Las Vegas Sun

May 5, 2024

Artists show skills, sell crafts to raise money for hospital

Art in the Park

Mona Shield Payne / Special to the Home News

Best friends Ellie Ramsey and Lilly Klessig watch an artist paint flowers at last year’s Art in the Park.

Art in the Park

WHEN: Oct. 4 and 5, 9 a.m.- 5 p.m.

WHERE: Wilbur Square

COST: Free

INFO: 293-0124 or artinthepark.org

ArtEve

WHEN: Oct. 3, 6 p.m.- 9 p.m.

WHERE: Boulder Dam Hotel, 1305 Arizona Street

COST: $30 suggested donation

INFO: 293-0124 or artinthepark.org

Most of the time, artists work in solitude — the painter crafting a canvas, the weaver at the loom, the photographer in the darkroom.

At Art in the Park Oct. 4 and 5, some artists will work on their craft for all to see.

Among them will be Don Thompson, who will be melting glass into sculpture, de-mystifying the process behind his intricate, delicate works for sale.

Thompson, the Crystal Wizard, is one of 405 artists who will be showcased in Wilbur Square, Bicentennial Park and North and South Escalante Park at the 46th annual art fair benefiting the Boulder City Hospital Foundation.

The two-day sale will bring artists from as far as Canada and as many as 100,000 visitors to Boulder City, organizer Wendy Christ-Kyser said.

There will be 20 food vendor booths, live music and hundreds of raffle drawings for art and other donated prizes, she said.

Christ-Kyser expects this year's festival to raise more than $250,000.

"The response from the community has been overwhelming, and we expect our best year ever," she said.

Thompson, a local glass blower with a studio in Goatfeathers Emporium, returns to the fair after sitting out the past couple years.

With a 2,500-degree Fahrenheit oxyacetylene flame, he melts glass rods into a gummy, elastic material and creates animals, ships, flowers and other designs.

He works colored glass into the pieces, and sometimes fires gold onto them.

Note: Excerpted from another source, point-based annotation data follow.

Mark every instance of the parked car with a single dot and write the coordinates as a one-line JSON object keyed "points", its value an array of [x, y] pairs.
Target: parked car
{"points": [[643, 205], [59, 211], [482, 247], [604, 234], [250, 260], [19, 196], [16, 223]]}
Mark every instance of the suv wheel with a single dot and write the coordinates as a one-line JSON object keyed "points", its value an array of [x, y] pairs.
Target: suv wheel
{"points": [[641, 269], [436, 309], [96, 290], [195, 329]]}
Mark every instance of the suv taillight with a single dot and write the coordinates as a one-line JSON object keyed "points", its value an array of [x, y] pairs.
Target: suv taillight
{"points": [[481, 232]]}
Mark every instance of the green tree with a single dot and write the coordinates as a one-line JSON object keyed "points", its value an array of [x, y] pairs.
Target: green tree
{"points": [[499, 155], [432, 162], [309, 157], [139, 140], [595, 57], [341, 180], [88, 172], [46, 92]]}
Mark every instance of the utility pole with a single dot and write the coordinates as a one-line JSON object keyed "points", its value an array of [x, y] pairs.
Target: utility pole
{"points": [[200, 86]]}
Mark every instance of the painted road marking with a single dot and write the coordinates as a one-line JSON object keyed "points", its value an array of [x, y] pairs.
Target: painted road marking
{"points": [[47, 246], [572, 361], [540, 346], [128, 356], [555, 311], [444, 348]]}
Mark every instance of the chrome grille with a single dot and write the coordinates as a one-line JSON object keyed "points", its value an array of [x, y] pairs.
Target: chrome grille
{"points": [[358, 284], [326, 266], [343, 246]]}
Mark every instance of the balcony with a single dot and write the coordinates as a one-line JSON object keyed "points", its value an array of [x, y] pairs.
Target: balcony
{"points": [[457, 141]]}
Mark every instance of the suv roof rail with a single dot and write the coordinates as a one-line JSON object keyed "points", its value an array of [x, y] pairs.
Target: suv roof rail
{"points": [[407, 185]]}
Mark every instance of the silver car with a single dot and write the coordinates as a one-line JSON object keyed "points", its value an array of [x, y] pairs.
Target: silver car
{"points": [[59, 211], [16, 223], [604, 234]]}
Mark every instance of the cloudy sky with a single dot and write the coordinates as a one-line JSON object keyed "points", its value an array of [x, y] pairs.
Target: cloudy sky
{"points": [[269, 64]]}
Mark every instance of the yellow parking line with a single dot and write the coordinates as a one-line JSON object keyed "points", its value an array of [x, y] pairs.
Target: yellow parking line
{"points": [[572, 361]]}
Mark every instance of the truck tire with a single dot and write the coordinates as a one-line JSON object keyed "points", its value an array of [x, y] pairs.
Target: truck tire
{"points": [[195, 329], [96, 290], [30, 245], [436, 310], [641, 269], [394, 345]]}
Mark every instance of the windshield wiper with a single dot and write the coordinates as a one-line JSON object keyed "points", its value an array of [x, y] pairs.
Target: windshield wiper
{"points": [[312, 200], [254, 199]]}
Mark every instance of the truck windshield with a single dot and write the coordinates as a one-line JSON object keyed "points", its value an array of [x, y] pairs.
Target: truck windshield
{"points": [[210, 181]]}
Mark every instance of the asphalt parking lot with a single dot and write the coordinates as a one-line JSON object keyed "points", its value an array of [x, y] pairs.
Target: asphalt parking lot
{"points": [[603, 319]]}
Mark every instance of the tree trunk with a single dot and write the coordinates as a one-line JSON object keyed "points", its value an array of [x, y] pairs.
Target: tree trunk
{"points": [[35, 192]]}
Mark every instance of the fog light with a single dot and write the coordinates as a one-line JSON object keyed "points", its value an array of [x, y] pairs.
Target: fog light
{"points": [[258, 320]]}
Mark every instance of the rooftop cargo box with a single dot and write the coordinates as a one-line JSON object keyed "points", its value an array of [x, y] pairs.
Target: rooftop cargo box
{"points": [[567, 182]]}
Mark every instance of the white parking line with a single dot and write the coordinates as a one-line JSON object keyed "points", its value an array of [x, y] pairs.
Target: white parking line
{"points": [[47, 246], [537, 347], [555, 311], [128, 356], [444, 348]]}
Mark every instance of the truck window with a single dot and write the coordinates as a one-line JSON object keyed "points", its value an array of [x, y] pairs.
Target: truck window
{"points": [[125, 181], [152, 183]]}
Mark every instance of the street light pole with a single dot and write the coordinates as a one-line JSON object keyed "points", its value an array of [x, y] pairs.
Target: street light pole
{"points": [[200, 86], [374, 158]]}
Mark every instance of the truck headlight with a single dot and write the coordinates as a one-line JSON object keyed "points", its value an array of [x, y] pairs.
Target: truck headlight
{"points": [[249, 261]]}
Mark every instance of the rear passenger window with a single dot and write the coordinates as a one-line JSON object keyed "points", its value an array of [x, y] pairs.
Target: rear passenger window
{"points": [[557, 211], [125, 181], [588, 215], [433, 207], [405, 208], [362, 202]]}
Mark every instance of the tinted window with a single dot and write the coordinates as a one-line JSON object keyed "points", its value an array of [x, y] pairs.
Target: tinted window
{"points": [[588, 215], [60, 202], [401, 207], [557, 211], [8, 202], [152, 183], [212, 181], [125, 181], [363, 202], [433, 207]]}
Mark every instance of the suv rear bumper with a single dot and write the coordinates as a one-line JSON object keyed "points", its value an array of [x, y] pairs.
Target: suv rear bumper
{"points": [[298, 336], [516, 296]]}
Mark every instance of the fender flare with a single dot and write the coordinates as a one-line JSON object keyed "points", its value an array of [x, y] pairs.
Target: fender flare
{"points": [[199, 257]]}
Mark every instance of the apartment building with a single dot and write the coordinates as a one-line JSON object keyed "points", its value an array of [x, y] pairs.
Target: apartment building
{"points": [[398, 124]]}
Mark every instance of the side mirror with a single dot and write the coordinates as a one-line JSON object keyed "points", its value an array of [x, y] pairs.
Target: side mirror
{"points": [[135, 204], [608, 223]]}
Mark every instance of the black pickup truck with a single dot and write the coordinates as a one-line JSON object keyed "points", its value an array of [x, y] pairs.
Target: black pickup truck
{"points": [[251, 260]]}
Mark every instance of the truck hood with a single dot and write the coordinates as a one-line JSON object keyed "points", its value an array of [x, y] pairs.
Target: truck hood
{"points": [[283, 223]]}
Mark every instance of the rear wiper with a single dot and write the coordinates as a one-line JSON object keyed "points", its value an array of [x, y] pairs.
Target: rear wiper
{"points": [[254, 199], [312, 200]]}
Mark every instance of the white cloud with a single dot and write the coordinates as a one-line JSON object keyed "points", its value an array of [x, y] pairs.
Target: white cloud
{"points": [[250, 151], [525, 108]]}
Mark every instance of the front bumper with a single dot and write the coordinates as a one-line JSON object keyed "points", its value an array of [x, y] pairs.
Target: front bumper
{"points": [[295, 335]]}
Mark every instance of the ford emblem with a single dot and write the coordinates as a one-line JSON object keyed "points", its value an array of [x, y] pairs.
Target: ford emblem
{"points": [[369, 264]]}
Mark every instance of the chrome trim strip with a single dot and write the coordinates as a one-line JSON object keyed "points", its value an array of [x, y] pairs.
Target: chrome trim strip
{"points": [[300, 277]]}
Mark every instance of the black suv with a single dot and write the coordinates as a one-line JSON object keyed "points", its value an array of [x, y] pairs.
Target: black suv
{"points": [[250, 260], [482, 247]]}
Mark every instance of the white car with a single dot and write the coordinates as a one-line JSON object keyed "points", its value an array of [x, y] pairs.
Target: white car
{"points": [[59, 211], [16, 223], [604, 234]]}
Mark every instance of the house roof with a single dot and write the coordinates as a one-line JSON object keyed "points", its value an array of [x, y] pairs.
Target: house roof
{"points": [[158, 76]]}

He'll demonstrate his craft near the Sunrise Rotary's barbecue in Wilbur Square.

Thompson will bring 60 already-made pieces ranging from about $150 to $500.

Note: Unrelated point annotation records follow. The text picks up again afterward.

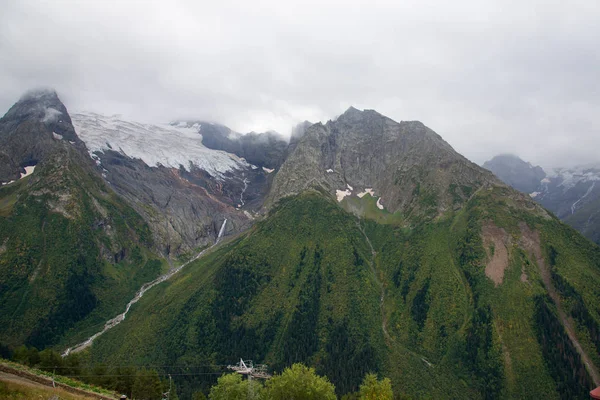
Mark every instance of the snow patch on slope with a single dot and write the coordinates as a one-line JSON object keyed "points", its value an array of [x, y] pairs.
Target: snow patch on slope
{"points": [[340, 194], [155, 145]]}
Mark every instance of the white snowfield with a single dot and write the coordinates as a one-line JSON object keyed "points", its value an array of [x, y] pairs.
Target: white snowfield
{"points": [[156, 145], [28, 171]]}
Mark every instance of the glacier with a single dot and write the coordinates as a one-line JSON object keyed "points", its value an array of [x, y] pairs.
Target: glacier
{"points": [[154, 144]]}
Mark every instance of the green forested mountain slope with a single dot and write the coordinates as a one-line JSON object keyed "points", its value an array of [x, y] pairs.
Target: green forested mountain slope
{"points": [[383, 250], [71, 252], [420, 306]]}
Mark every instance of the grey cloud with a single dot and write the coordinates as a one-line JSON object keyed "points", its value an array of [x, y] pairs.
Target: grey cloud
{"points": [[489, 76]]}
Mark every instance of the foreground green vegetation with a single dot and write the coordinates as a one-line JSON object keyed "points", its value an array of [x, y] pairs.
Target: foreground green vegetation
{"points": [[69, 259], [313, 284], [304, 286]]}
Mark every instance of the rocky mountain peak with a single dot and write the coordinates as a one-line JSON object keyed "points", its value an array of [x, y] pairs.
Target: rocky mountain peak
{"points": [[400, 163], [34, 127]]}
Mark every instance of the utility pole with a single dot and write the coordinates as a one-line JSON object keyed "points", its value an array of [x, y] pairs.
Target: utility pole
{"points": [[247, 368]]}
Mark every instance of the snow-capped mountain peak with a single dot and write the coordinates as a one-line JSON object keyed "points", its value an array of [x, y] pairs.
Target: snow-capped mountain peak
{"points": [[156, 145]]}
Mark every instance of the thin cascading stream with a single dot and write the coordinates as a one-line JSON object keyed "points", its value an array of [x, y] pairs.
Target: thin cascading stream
{"points": [[111, 323]]}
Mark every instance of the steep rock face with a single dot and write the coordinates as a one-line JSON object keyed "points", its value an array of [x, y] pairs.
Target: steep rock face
{"points": [[183, 189], [265, 149], [408, 166], [573, 194], [70, 249], [515, 172], [31, 130]]}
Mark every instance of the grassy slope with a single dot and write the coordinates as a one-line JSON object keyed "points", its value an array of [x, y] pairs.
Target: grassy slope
{"points": [[56, 271], [587, 220], [300, 288]]}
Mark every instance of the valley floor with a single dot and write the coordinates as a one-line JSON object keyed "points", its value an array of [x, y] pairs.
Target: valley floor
{"points": [[17, 384]]}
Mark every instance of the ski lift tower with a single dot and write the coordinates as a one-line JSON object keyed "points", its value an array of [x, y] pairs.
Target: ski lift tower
{"points": [[252, 371]]}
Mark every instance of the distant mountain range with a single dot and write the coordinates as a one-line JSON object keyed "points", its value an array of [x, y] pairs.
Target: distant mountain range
{"points": [[573, 194], [362, 245]]}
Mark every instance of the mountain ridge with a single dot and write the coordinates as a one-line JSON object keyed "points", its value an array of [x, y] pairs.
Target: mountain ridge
{"points": [[374, 246]]}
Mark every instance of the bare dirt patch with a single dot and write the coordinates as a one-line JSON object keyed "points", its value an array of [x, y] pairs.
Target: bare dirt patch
{"points": [[495, 241], [530, 241]]}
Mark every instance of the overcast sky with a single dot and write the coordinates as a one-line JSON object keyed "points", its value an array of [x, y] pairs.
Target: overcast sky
{"points": [[488, 76]]}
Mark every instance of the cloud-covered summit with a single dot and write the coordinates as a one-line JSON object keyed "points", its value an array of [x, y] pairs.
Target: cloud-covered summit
{"points": [[489, 76]]}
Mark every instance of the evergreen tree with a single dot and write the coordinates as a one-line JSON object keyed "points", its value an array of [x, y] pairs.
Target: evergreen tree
{"points": [[233, 387], [374, 389], [300, 383], [147, 385]]}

The former unicyclist learned his craft in the 1970s, observing and working with the glass blower at Disneyland in California.

Later, he became an apprentice to the glass blower at the Bucket of Blood Saloon in Virginia City, after pressing his nose against the master's studio window day after day to watch.

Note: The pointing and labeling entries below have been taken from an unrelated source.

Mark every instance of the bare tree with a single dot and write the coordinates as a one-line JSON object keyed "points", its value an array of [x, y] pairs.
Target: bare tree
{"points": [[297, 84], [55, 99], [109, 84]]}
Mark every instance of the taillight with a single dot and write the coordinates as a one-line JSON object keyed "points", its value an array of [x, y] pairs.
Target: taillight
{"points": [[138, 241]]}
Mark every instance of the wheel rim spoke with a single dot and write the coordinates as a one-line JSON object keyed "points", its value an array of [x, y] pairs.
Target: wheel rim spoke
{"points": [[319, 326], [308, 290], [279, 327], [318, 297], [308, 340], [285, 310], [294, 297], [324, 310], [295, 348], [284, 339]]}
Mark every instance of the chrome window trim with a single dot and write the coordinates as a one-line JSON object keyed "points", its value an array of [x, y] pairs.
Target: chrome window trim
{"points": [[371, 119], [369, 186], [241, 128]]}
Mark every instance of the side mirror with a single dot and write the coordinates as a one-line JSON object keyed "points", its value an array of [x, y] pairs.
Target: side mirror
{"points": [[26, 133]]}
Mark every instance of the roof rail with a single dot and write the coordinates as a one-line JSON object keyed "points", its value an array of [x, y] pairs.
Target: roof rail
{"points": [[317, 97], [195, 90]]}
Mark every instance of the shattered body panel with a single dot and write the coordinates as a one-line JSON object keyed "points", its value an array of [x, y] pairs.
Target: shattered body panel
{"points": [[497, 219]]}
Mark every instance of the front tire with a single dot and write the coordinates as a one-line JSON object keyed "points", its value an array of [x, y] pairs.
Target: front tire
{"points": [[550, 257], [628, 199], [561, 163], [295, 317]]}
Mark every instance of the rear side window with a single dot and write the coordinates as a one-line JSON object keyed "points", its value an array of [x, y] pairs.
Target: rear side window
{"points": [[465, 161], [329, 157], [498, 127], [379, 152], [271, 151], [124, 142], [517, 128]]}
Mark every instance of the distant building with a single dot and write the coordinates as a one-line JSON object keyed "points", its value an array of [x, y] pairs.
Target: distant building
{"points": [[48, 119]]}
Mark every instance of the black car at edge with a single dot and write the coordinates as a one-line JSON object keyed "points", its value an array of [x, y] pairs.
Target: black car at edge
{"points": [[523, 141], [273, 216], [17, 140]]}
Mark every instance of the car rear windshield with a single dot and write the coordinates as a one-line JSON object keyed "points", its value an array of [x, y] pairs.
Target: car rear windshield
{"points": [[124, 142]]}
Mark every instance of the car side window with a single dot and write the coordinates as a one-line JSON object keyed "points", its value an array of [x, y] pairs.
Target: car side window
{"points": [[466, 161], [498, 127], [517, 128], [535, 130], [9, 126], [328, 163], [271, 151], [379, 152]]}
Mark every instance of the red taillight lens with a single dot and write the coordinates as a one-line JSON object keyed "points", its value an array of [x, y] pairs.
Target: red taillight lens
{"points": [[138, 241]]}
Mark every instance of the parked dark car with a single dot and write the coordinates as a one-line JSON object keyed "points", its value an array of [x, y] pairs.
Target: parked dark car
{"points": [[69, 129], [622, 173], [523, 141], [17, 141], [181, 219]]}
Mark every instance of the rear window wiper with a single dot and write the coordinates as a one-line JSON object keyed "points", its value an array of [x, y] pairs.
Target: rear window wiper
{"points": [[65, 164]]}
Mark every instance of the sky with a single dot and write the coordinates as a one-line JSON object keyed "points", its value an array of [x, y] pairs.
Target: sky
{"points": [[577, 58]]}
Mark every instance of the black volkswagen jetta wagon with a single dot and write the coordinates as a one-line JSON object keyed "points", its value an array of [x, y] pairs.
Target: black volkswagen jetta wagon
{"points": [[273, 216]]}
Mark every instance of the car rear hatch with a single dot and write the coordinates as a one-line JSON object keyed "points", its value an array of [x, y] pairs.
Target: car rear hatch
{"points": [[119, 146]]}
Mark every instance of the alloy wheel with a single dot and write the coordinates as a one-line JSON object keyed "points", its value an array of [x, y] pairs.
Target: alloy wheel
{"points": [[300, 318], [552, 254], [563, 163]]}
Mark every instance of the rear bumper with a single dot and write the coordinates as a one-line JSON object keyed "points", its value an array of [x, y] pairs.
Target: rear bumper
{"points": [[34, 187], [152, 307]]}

"I have a gift," he said. "If I see it in three dimensions, I can copy it."

This year's featured artist will be Glen Powell, a pencil artist from Gold Canyon, Ariz.

This year's fair will begin a new tradition for the event, which is the primary annual fundraiser for the hospital foundation. The night before the fair's opening will be the inaugural ArtEve, an evening reception at the Boulder Dam Hotel.

The wine-tasting event provides an early chance to purchase selected works from the weekend show.